Realizacja kędzierzyńskiego projektu przyniosłaby korzyści zarówno sektorowi węglowemu jak i chemicznemu.

Jeszcze w kwietniu br. powinien być znany plan finansowania instalacji poligeneracyjnej w Kędzierzynie-Koźlu. Instalacja ma zużywać ok. 1 mln t rocznie węgla kamiennego i w efekcie produkować ok. 500 tys. t metanolu rocznie. Jest on surowcem wykorzystywanym do produkcji innych, ważnych produktów chemicznych.

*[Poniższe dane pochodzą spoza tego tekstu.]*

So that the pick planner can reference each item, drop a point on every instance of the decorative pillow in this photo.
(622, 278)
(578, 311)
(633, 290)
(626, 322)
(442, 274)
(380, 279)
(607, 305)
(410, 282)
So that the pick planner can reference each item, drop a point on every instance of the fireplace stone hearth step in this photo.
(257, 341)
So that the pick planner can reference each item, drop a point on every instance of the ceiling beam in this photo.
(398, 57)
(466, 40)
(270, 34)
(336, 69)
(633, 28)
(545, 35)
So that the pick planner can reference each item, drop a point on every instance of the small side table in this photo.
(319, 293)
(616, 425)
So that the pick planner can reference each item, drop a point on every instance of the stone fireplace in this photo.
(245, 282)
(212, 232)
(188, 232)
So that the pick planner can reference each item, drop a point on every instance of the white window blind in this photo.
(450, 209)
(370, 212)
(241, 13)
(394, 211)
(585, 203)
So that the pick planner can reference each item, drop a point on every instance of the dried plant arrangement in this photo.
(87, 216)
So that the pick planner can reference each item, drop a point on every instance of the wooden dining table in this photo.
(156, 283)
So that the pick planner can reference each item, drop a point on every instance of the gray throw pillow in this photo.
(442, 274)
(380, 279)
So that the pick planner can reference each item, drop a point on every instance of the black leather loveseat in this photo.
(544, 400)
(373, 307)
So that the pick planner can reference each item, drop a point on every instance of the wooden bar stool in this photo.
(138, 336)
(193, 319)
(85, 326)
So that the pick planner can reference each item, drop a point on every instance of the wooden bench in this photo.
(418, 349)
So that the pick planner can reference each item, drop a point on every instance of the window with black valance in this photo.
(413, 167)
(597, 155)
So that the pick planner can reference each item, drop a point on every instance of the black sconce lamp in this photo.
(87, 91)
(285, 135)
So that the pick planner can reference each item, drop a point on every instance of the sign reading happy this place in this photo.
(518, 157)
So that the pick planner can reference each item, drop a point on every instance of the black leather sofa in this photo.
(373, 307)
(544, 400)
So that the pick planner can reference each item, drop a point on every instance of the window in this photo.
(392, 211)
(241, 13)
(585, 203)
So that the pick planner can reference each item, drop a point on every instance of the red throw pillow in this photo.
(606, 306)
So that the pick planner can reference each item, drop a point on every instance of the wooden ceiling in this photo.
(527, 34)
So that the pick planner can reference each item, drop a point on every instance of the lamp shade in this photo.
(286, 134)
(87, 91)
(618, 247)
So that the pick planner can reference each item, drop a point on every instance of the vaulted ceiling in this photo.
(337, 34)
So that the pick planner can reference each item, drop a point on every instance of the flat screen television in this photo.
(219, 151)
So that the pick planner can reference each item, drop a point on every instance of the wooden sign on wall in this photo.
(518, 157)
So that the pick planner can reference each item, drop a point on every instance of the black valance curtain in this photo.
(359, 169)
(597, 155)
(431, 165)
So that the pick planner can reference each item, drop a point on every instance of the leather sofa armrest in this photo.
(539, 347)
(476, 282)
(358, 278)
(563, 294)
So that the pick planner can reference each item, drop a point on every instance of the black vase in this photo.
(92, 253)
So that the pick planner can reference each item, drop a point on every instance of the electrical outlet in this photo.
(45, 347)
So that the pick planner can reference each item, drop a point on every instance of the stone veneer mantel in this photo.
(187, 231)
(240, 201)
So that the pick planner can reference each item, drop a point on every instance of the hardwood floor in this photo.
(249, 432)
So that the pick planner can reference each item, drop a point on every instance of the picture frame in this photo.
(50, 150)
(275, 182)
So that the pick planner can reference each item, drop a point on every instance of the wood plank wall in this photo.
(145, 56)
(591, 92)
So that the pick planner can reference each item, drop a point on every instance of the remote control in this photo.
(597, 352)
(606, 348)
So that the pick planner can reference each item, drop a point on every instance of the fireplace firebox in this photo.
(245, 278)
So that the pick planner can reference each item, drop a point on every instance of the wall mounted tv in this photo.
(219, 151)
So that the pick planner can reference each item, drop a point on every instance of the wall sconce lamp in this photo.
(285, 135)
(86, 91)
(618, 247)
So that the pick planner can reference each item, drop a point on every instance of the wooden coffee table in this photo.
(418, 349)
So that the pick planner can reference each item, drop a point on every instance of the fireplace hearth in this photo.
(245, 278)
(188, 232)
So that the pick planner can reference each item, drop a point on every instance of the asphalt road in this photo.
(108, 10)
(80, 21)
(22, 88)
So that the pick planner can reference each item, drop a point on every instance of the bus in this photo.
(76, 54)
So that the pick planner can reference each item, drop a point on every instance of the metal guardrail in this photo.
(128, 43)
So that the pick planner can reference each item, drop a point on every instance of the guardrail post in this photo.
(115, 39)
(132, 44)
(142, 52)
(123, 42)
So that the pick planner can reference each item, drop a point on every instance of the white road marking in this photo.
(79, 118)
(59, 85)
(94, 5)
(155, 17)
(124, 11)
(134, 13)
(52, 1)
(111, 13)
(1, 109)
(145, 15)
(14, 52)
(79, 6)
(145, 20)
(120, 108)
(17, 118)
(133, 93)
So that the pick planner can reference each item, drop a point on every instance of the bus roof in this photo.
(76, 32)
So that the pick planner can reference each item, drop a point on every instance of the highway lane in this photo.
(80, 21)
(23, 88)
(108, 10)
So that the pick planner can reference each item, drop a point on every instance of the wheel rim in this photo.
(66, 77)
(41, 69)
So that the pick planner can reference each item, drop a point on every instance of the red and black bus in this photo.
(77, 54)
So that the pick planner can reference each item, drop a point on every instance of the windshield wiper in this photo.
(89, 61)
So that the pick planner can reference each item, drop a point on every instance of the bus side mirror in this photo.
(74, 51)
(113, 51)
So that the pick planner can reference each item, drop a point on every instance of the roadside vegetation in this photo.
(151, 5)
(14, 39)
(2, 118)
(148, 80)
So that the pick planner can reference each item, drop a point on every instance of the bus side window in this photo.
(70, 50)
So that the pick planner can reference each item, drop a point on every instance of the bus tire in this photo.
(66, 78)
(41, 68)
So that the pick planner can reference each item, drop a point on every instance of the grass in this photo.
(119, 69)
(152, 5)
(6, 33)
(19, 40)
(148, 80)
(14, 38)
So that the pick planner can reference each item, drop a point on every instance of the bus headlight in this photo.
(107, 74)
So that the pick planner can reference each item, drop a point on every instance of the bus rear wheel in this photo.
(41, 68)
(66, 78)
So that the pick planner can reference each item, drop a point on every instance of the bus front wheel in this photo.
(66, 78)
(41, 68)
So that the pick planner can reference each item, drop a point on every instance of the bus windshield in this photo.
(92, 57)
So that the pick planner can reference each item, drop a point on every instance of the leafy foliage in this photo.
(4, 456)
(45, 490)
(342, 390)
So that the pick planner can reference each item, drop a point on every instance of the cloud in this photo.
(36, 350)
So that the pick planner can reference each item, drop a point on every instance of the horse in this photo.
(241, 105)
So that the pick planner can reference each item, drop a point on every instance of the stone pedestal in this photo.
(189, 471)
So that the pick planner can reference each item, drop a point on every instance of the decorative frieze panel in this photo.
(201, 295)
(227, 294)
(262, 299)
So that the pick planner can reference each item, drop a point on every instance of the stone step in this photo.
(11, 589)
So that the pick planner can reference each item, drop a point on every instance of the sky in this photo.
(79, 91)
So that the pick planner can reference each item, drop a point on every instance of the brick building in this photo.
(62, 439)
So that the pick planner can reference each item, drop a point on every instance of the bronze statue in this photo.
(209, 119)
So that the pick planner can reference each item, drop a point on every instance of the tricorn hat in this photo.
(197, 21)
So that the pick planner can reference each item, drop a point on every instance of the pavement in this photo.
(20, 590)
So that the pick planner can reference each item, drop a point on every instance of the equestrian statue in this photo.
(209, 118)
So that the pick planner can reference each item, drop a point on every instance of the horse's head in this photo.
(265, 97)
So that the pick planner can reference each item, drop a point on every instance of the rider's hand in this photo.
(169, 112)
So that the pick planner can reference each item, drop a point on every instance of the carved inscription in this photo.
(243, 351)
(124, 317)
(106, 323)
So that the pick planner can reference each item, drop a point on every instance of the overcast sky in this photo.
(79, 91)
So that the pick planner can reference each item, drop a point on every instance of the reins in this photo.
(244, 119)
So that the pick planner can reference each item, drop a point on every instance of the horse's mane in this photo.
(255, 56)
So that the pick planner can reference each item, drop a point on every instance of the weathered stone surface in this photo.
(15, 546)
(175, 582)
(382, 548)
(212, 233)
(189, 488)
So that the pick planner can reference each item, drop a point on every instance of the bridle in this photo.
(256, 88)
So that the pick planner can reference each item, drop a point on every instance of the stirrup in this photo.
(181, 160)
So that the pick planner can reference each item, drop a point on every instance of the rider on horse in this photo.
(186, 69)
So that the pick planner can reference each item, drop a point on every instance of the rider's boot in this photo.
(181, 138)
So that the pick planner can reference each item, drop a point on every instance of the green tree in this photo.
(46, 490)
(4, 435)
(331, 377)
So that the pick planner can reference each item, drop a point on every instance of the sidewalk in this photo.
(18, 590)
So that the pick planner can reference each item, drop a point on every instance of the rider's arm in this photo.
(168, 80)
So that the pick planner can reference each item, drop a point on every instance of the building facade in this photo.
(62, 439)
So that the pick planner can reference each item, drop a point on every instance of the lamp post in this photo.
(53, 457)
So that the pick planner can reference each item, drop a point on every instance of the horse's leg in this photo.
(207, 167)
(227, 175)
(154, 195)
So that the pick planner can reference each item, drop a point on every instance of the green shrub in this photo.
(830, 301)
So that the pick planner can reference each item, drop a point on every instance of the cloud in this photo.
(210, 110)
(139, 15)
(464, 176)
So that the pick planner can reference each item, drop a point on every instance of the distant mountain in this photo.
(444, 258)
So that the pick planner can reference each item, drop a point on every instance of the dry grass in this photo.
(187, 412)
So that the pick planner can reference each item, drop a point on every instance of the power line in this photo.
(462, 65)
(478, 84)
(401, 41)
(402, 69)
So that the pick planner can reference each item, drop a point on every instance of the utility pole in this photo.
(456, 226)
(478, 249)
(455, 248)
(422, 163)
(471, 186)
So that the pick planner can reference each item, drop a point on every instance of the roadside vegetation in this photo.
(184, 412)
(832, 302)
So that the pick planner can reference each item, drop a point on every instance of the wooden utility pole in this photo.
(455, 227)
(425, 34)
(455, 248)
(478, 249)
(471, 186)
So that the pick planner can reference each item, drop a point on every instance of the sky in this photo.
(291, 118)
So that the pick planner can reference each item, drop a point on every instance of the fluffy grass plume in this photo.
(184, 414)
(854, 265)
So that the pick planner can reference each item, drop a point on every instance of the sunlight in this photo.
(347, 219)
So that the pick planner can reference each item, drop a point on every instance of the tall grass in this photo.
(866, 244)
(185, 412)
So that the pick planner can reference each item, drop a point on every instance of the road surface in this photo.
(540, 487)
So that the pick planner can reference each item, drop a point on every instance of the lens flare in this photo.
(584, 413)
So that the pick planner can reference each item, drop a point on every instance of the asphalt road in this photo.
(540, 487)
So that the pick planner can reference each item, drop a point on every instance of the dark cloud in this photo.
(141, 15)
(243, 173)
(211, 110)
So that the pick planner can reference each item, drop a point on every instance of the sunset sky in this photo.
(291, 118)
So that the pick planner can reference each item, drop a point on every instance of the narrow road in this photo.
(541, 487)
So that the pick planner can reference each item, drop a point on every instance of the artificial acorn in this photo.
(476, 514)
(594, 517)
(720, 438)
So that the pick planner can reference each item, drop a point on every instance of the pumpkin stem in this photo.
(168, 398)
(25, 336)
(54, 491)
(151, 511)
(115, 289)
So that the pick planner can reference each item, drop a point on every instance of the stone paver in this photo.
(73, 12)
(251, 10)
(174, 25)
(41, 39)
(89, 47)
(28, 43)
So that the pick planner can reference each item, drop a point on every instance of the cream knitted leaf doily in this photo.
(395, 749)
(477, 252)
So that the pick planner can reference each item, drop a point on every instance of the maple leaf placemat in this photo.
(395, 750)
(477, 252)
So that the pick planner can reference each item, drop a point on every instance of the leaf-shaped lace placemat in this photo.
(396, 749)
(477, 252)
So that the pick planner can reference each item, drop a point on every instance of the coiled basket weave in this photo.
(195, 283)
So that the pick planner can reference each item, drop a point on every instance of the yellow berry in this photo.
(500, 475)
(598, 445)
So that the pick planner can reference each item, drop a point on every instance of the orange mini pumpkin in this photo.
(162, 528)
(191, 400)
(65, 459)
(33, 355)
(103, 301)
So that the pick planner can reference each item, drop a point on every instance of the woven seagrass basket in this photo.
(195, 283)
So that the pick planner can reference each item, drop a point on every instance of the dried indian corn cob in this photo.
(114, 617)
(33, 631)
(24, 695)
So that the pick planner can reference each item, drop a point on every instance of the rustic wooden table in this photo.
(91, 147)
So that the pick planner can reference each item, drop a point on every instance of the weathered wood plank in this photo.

Projekt budowy instalacji poligeneracyjnej w zakładach chemicznych w Kędzierzynie-Koźlu jest istotnym elementem rozwoju portfela produkcji półproduktów w Grupie Azoty. W kwietniu powinien być znany plan finansowania inwestycji, w którą oprócz Grupy Azoty zaangażują się również inne spółki skarbu państwa, jak Tauron oraz KGHM. Całkowita wartość projektu wyniesie ok. 2,4 mld zł. Realizacja projektu sprzed czterech lat miała pochłonąć ok. 6 mld zł.

- Projekt prezentowany w 2011 r. zakładał produkcję gazu syntezowego z węgla a następnie produkcję energii elektrycznej i cieplnej. Miał być również wyposażony w instalację wychwytywania i składowania dwutlenku węgla (CCS). Nowy projekt został zmieniony i dostosowany do potrzeb produkcyjnych Grupy Azoty – informuje Krzysztof Jałosiński, wiceprezes ds. strategii i rozwoju Grupy Azoty.


Węgiel do zgazowania

Instalacja, według wstępnych analiz, ma zużywać ok. 1 mln t rocznie węgla kamiennego i w efekcie produkować ok. 500 tys. ton metanolu rocznie. Jest on surowcem wykorzystywanym do produkcji innych, ważnych produktów chemicznych. Dla porównania, roczny import metanolu do Polski to ok. 600 tys. t. Instalacja daje jednocześnie możliwość produkcji, poza metanolem, wodoru.

Pierwszy tak duży i istotny dla polskiej chemii projekt może zostać powielony w przyszłości w innych zakładach chemicznych w Polsce. Pozwoliłoby to na zużycie nawet 5-6 mln t węgla kamiennego rocznie, co pozytywnie przełoży się na rentowność polskich spółek wydobywających ten surowiec.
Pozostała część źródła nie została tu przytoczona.